Page MenuHomePhabricator

Unpack Turkish Analyzer and improve apostrophe handling
Closed, ResolvedPublic5 Estimated Story Points

Description

Unpack Turkish Elastic analyzer and implement apostrophe improvements in a plugin for simplicity, performance, and reusability by others.

The new plugin will need to be built and deployed, the config changes deployed, and the Turkish-language wikis reindexed.

Notes from https://phabricator.wikimedia.org/T325091#8619132

Found a problem with the apostrophe filter for Turkish, which is very aggressive and does bad things to French and Italian (which are common in names, sources, etc.). For example, d'Onofrio'nun, d'administration, d'administration'dan, and d'Arthur'unda all get indexed as plain d. Not optimal.

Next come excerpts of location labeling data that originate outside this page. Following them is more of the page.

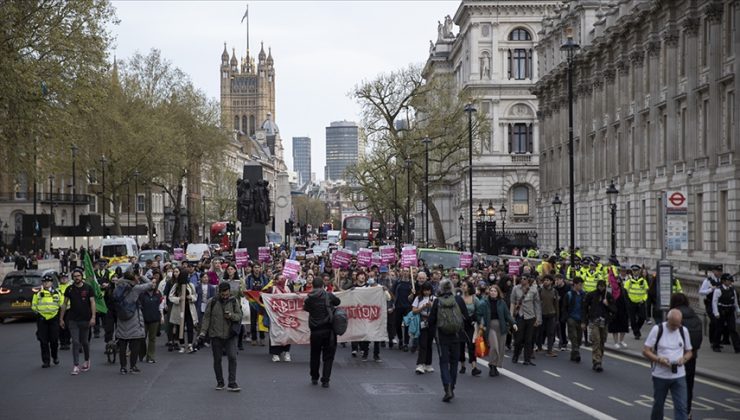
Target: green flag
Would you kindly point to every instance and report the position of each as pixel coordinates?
(92, 281)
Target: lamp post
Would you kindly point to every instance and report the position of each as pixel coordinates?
(469, 109)
(459, 219)
(103, 162)
(425, 214)
(556, 204)
(611, 194)
(74, 195)
(408, 200)
(570, 47)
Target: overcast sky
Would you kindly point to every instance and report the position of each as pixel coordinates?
(321, 49)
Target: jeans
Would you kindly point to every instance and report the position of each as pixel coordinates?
(80, 332)
(678, 395)
(133, 345)
(218, 345)
(323, 348)
(48, 334)
(449, 354)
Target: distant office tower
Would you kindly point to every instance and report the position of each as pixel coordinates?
(342, 144)
(302, 158)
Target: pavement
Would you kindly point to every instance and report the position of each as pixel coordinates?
(181, 386)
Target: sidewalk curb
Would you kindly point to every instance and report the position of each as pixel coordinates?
(705, 373)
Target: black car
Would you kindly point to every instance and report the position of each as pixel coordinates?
(17, 290)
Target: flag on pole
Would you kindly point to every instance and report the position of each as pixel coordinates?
(246, 15)
(93, 282)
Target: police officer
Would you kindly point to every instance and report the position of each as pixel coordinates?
(725, 308)
(637, 288)
(46, 304)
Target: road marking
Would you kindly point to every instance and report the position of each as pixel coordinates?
(647, 365)
(583, 386)
(553, 394)
(727, 407)
(628, 404)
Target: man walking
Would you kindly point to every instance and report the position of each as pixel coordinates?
(668, 347)
(319, 305)
(449, 315)
(218, 321)
(80, 298)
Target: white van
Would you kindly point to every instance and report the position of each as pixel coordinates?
(195, 252)
(119, 246)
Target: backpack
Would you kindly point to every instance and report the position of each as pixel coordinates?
(125, 310)
(337, 317)
(449, 316)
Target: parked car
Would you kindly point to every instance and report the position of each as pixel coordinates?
(17, 290)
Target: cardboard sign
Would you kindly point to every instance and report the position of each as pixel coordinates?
(466, 260)
(242, 257)
(291, 268)
(364, 257)
(408, 257)
(264, 254)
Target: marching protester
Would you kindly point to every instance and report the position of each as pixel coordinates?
(80, 299)
(319, 304)
(46, 303)
(668, 347)
(219, 320)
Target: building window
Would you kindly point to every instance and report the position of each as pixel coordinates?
(520, 34)
(520, 138)
(520, 196)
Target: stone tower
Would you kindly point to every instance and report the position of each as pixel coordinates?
(247, 91)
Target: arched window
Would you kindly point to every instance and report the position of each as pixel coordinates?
(520, 34)
(520, 198)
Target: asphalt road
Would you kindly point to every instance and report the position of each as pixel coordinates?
(181, 386)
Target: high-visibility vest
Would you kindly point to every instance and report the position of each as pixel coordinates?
(47, 303)
(636, 289)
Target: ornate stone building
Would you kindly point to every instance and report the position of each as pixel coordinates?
(493, 58)
(655, 111)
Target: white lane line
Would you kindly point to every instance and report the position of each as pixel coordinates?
(628, 404)
(552, 394)
(709, 382)
(583, 386)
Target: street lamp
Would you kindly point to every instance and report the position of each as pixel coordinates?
(556, 204)
(570, 47)
(103, 162)
(408, 200)
(459, 219)
(611, 194)
(425, 214)
(74, 149)
(469, 109)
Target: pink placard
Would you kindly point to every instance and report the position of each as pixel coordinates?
(387, 254)
(264, 254)
(291, 269)
(364, 257)
(466, 260)
(242, 257)
(408, 257)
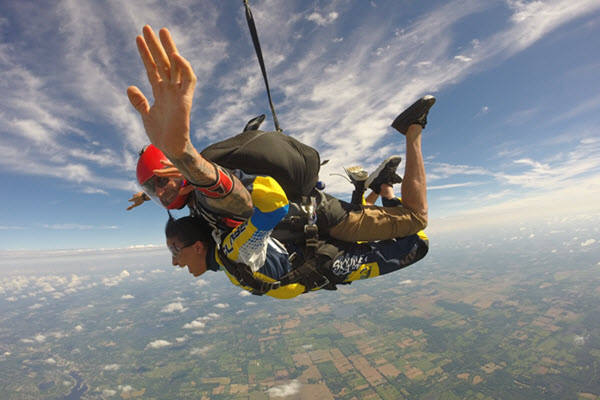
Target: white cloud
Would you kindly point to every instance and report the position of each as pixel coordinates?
(195, 325)
(286, 390)
(158, 344)
(202, 351)
(125, 388)
(588, 242)
(40, 338)
(200, 282)
(115, 280)
(321, 19)
(173, 307)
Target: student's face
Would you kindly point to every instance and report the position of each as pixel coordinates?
(191, 255)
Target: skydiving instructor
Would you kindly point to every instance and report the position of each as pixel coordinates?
(167, 122)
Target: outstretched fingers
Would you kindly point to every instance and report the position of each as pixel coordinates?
(138, 100)
(188, 78)
(169, 45)
(158, 54)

I've come up with a bunch of heuristics that improve the apostrophe processing. Implementing them as a collection of existing filters is a mess, so making a plugin seems like a good approach—it also makes the logic more easily reusable by others.

I'm going to spin off Turkish as its own ticket and finish up the other two first.

Event Timeline

TJones set the point value for this task to 5.

Change 898087 had a related patch set uploaded (by Tjones; author: Tjones):

[search/extra@master] Create better_apostrophe in extra-analysis-turkish⏎

https://gerrit.wikimedia.org/r/898087

Change 898087 merged by jenkins-bot:

[search/extra@master] Create better_apostrophe in extra-analysis-turkish

https://gerrit.wikimedia.org/r/898087

Change 901645 had a related patch set uploaded (by Tjones; author: Tjones):

[mediawiki/extensions/CirrusSearch@master] Unpack Turkish Analyzer, enable better_apostrophe

https://gerrit.wikimedia.org/r/901645

Full write up with lots more details on Mediawiki.

Highlights:

  • Turkish uses apostrophes for inflecting proper names (e.g., Türkiye'den) and the Elastic/Lucene token filter for it is not smart and does bad things to French words (d'immortalite), Irish names (O'Connell), and others. The new plugin/filter (change 898087 above) is much better.
  • Everything else was pretty much by the numbers.

Change 901645 merged by jenkins-bot:

[mediawiki/extensions/CirrusSearch@master] Unpack Turkish Analyzer, enable better_apostrophe

https://gerrit.wikimedia.org/r/901645